Qui stemmo dal 18 dicembre fino al 22 gennaio. Davano cinque carlini per ogni due soldati e casa vuota e il fornello per cucinare. Qui come il commissario Mattia del Salto voleva limitare all’estremo l’alloggiamento dei soldati vi furono questioni fra lui e il capitano, tanto che questi lo avrebbe maltrattato se non glielo avesse impedito il Governatore della città. Qui venne parte della compagnia del capitano Giovanni di Molina, e fu riorganizzata ed aggregata a questa.
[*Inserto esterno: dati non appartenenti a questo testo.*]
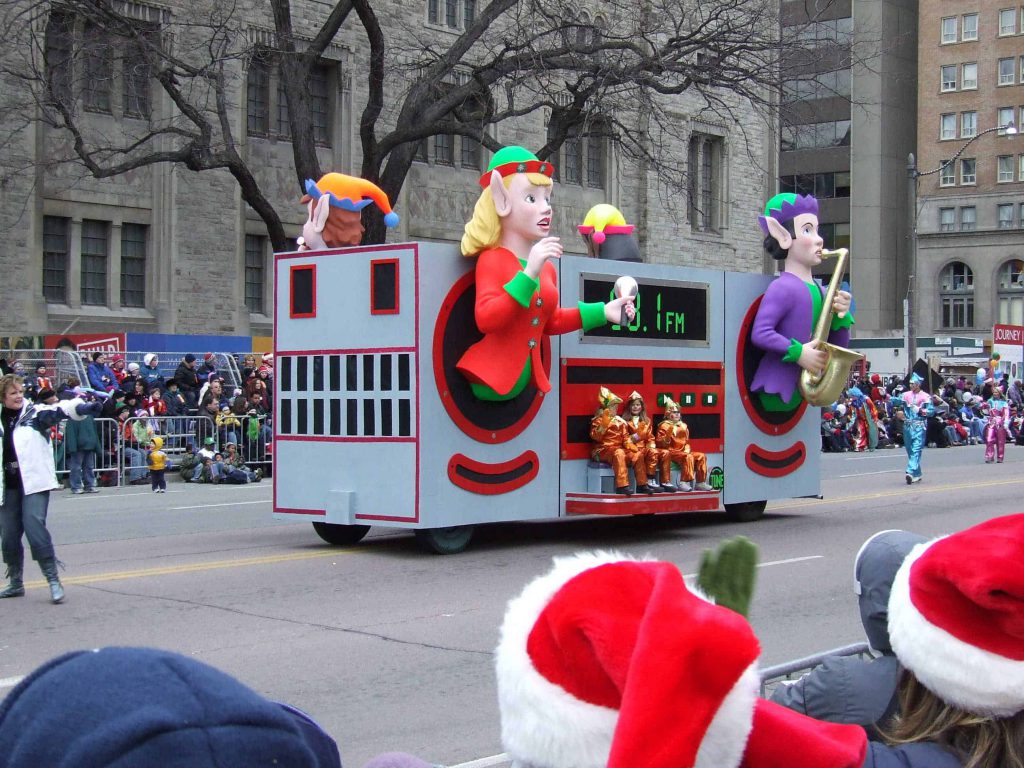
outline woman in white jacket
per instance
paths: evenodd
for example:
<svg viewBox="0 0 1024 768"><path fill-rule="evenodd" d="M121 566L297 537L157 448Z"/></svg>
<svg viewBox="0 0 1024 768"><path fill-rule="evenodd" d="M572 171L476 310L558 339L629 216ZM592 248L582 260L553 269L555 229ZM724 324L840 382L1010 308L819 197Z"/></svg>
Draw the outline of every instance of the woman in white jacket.
<svg viewBox="0 0 1024 768"><path fill-rule="evenodd" d="M64 400L54 405L32 403L25 399L19 376L0 377L0 542L9 583L0 598L25 594L22 581L25 550L21 537L28 537L32 558L50 585L54 603L64 599L64 588L57 576L57 557L53 540L46 530L46 511L50 491L59 487L53 465L50 428L64 419L80 420L99 415L99 403L81 399Z"/></svg>

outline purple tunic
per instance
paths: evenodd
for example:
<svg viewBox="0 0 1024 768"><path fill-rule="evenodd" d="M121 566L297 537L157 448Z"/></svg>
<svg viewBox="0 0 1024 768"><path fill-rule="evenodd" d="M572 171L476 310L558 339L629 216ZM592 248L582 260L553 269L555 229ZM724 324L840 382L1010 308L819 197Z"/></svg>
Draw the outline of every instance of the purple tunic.
<svg viewBox="0 0 1024 768"><path fill-rule="evenodd" d="M782 362L782 358L789 351L791 339L801 344L811 340L813 316L811 294L803 280L783 272L772 281L764 292L750 334L754 346L764 350L750 384L751 392L778 395L786 402L793 397L802 369L796 363ZM828 340L846 347L850 343L850 329L834 330Z"/></svg>

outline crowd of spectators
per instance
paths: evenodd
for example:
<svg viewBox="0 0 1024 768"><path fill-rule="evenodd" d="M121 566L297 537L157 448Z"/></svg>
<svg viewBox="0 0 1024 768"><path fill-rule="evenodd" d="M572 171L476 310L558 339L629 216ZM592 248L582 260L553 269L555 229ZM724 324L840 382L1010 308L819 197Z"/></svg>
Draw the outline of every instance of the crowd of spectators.
<svg viewBox="0 0 1024 768"><path fill-rule="evenodd" d="M72 375L55 386L45 364L26 371L21 361L0 359L0 371L21 376L26 396L38 402L82 394L103 400L100 421L76 427L70 440L59 431L52 436L58 473L69 471L72 493L116 485L121 466L126 484L149 483L154 450L167 469L193 482L258 482L270 473L272 355L238 360L242 386L230 390L212 352L201 362L186 354L173 368L161 366L155 353L141 365L104 352L92 352L86 362L85 382ZM154 448L156 436L162 446Z"/></svg>
<svg viewBox="0 0 1024 768"><path fill-rule="evenodd" d="M902 424L897 417L900 395L907 390L903 377L884 379L873 374L866 381L854 373L846 390L835 403L821 411L821 449L826 453L873 450L862 432L867 420L859 417L869 400L877 430L877 448L903 446ZM993 395L1009 402L1010 419L1007 441L1024 445L1024 382L1012 383L1005 377L968 380L965 376L947 377L939 391L931 395L935 414L928 419L926 445L929 448L950 448L980 445L985 441L985 423L989 417Z"/></svg>

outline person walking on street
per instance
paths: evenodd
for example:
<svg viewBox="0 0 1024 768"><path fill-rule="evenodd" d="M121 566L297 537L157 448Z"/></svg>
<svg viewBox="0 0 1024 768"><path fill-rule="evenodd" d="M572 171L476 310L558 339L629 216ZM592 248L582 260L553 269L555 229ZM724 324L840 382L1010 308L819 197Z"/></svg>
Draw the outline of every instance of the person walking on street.
<svg viewBox="0 0 1024 768"><path fill-rule="evenodd" d="M935 409L927 392L921 390L924 381L918 374L910 374L910 391L900 396L903 410L903 445L907 449L907 485L921 482L921 451L924 450L925 429L928 417Z"/></svg>
<svg viewBox="0 0 1024 768"><path fill-rule="evenodd" d="M25 399L24 384L15 375L0 378L0 403L0 462L4 470L0 482L0 548L8 578L0 598L25 594L21 538L27 536L32 558L50 585L50 599L59 603L64 599L64 588L57 575L53 540L46 530L50 491L59 487L50 428L67 418L77 421L95 416L101 406L79 398L53 405L33 403Z"/></svg>

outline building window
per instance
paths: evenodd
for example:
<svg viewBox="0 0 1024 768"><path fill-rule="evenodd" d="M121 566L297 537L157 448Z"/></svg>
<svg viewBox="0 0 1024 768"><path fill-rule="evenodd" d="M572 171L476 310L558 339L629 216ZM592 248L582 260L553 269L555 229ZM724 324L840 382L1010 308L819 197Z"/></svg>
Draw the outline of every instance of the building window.
<svg viewBox="0 0 1024 768"><path fill-rule="evenodd" d="M476 0L464 0L462 3L462 26L468 27L476 19Z"/></svg>
<svg viewBox="0 0 1024 768"><path fill-rule="evenodd" d="M978 65L975 62L963 65L963 76L960 80L960 89L973 91L978 87Z"/></svg>
<svg viewBox="0 0 1024 768"><path fill-rule="evenodd" d="M996 125L999 126L999 130L996 132L998 136L1006 134L1007 126L1013 123L1013 107L1000 107L996 110Z"/></svg>
<svg viewBox="0 0 1024 768"><path fill-rule="evenodd" d="M1017 181L1024 181L1024 155L1017 156Z"/></svg>
<svg viewBox="0 0 1024 768"><path fill-rule="evenodd" d="M956 230L956 208L939 208L939 231L953 232Z"/></svg>
<svg viewBox="0 0 1024 768"><path fill-rule="evenodd" d="M110 91L114 81L114 61L107 34L101 28L85 25L82 36L82 104L90 112L110 113Z"/></svg>
<svg viewBox="0 0 1024 768"><path fill-rule="evenodd" d="M564 184L604 189L606 129L600 120L589 128L573 128L551 162L555 166L555 180ZM548 126L548 141L552 138Z"/></svg>
<svg viewBox="0 0 1024 768"><path fill-rule="evenodd" d="M942 20L942 42L956 42L956 16L947 16Z"/></svg>
<svg viewBox="0 0 1024 768"><path fill-rule="evenodd" d="M974 326L974 273L962 261L954 261L939 275L943 328Z"/></svg>
<svg viewBox="0 0 1024 768"><path fill-rule="evenodd" d="M123 108L126 115L149 117L151 72L142 50L142 43L132 40L121 57L124 78Z"/></svg>
<svg viewBox="0 0 1024 768"><path fill-rule="evenodd" d="M973 232L978 228L978 212L973 205L960 208L960 231Z"/></svg>
<svg viewBox="0 0 1024 768"><path fill-rule="evenodd" d="M75 17L54 11L46 22L43 58L50 98L71 105L71 60L74 55Z"/></svg>
<svg viewBox="0 0 1024 768"><path fill-rule="evenodd" d="M450 133L434 136L434 162L438 165L455 165L454 137Z"/></svg>
<svg viewBox="0 0 1024 768"><path fill-rule="evenodd" d="M813 195L818 200L850 196L850 172L805 173L797 176L780 176L780 192L795 192L798 195Z"/></svg>
<svg viewBox="0 0 1024 768"><path fill-rule="evenodd" d="M316 65L309 73L309 111L313 120L313 141L325 147L331 145L331 98L328 89L329 70Z"/></svg>
<svg viewBox="0 0 1024 768"><path fill-rule="evenodd" d="M59 216L43 217L43 298L68 303L68 224Z"/></svg>
<svg viewBox="0 0 1024 768"><path fill-rule="evenodd" d="M121 306L146 306L146 227L121 227Z"/></svg>
<svg viewBox="0 0 1024 768"><path fill-rule="evenodd" d="M441 0L427 0L427 21L431 24L441 23Z"/></svg>
<svg viewBox="0 0 1024 768"><path fill-rule="evenodd" d="M721 205L723 142L720 136L694 133L690 136L687 174L689 178L690 229L717 232Z"/></svg>
<svg viewBox="0 0 1024 768"><path fill-rule="evenodd" d="M818 234L821 236L825 248L849 248L850 247L850 222L835 221L824 222L818 225Z"/></svg>
<svg viewBox="0 0 1024 768"><path fill-rule="evenodd" d="M483 147L476 139L459 136L459 165L463 168L480 170L480 156Z"/></svg>
<svg viewBox="0 0 1024 768"><path fill-rule="evenodd" d="M960 138L969 139L978 133L978 113L960 113Z"/></svg>
<svg viewBox="0 0 1024 768"><path fill-rule="evenodd" d="M1008 59L999 60L999 79L998 85L1013 85L1017 81L1017 73L1014 71L1017 68L1017 60L1012 56Z"/></svg>
<svg viewBox="0 0 1024 768"><path fill-rule="evenodd" d="M789 125L782 129L782 151L850 145L850 121Z"/></svg>
<svg viewBox="0 0 1024 768"><path fill-rule="evenodd" d="M106 306L107 241L105 221L82 220L82 303Z"/></svg>
<svg viewBox="0 0 1024 768"><path fill-rule="evenodd" d="M948 115L942 115L939 118L939 138L940 139L955 139L956 138L956 113Z"/></svg>
<svg viewBox="0 0 1024 768"><path fill-rule="evenodd" d="M999 322L1024 325L1024 261L1010 259L999 268Z"/></svg>
<svg viewBox="0 0 1024 768"><path fill-rule="evenodd" d="M1004 8L999 11L999 35L1013 35L1017 32L1017 9Z"/></svg>
<svg viewBox="0 0 1024 768"><path fill-rule="evenodd" d="M1013 229L1013 203L1000 203L996 206L996 220L1000 229Z"/></svg>
<svg viewBox="0 0 1024 768"><path fill-rule="evenodd" d="M996 178L999 183L1013 181L1013 155L1000 155L996 158Z"/></svg>
<svg viewBox="0 0 1024 768"><path fill-rule="evenodd" d="M939 186L952 187L956 184L956 171L953 163L946 163L939 171Z"/></svg>
<svg viewBox="0 0 1024 768"><path fill-rule="evenodd" d="M956 65L946 64L940 68L941 82L940 90L944 93L956 90Z"/></svg>
<svg viewBox="0 0 1024 768"><path fill-rule="evenodd" d="M963 24L960 29L963 32L961 40L977 40L978 39L978 14L967 13L964 14Z"/></svg>
<svg viewBox="0 0 1024 768"><path fill-rule="evenodd" d="M270 130L270 62L265 55L249 62L245 125L250 136L266 136Z"/></svg>
<svg viewBox="0 0 1024 768"><path fill-rule="evenodd" d="M245 306L255 314L264 314L263 284L267 269L267 238L245 236Z"/></svg>
<svg viewBox="0 0 1024 768"><path fill-rule="evenodd" d="M1024 19L1022 19L1024 21ZM1020 82L1024 85L1024 56L1020 57Z"/></svg>
<svg viewBox="0 0 1024 768"><path fill-rule="evenodd" d="M973 157L960 160L960 183L975 184L978 181L978 161Z"/></svg>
Giunsero anche provviste di vestiti e di spade per quelli della compagnia di Antonio del Haya, poiché quelli di Molina già lì li avevano da Napoli.


    Di qui andammo alla Cava in transito, sbarcammo a Vietri dove stavano alloggiati dodici soldati della stessa compagnia con a capo Giovanni di Molina e fummo alla Cava, a due miglia da Vietri, dove avemmo il passaggio quella notte dodici reali per quartiere e letti per alcuni altri.

 

Benché per tutti gli altri quella terra provveda a letti in fondaci e magazzini ad otto carlini ogni letto, il capitano ordinò così perché quel luogo consiste di una sola ma molto lunga strada tutta piena di botteghe, e, pur essendovi delle case, poca gente vi abita giacché hanno altre case con masserie lì nei dintorni alla distanza di un miglio o ad un tiro d’archibugio fra boschi vigne in terre piene di pioppi, lungo i quali sorgono le viti arrampicandosi e sostenendosi, e di questa stessa specie sono le vigne in Terra di Lavoro. Ma i detti pioppi sono piantati con sì grande bellezza, tutti dritti e in fila molto lunghe, che formano veramente una vista molto gradevole, e così dico della Cava dove la maggior parte o tutti gli abitanti hanno le loro case alquanto appartate dal centro fra queste vigne e selve. Qui si fabbricano molte calze di seta ed altre sete molto buone, e tele di sottile e bianco lino giacché vi sono molto buoni apparecchi tanto per stendere che per imbiancare. Vi sono molte buone acque, pane, vino e tutti gli altri approvvigionamenti, particolarmente il pane è come neve è molto saporoso. La gente del luogo, così vecchi e giovani come anche ragazzi, dagli otto anni in su, tutti usano portare dei bastoni in mano, e l’uso è tanto generale che quasi lo considerano come legge o privilegio inviolabile. Questo luogo comprende nella sua giurisdizione duecentodiciannove casali e villaggi, il più distante lontano quattro miglia.

Partimmo di qui, e, con una pioggia che pareva sì sprofondasse il mondo, giungemmo il giorno seguente a San Giorgio, casale di San Severino, dove restammo quella notte non troppo bene, essendo un casale povero, di pochi abitanti con le case lontane due miglia l’una dall’altra”.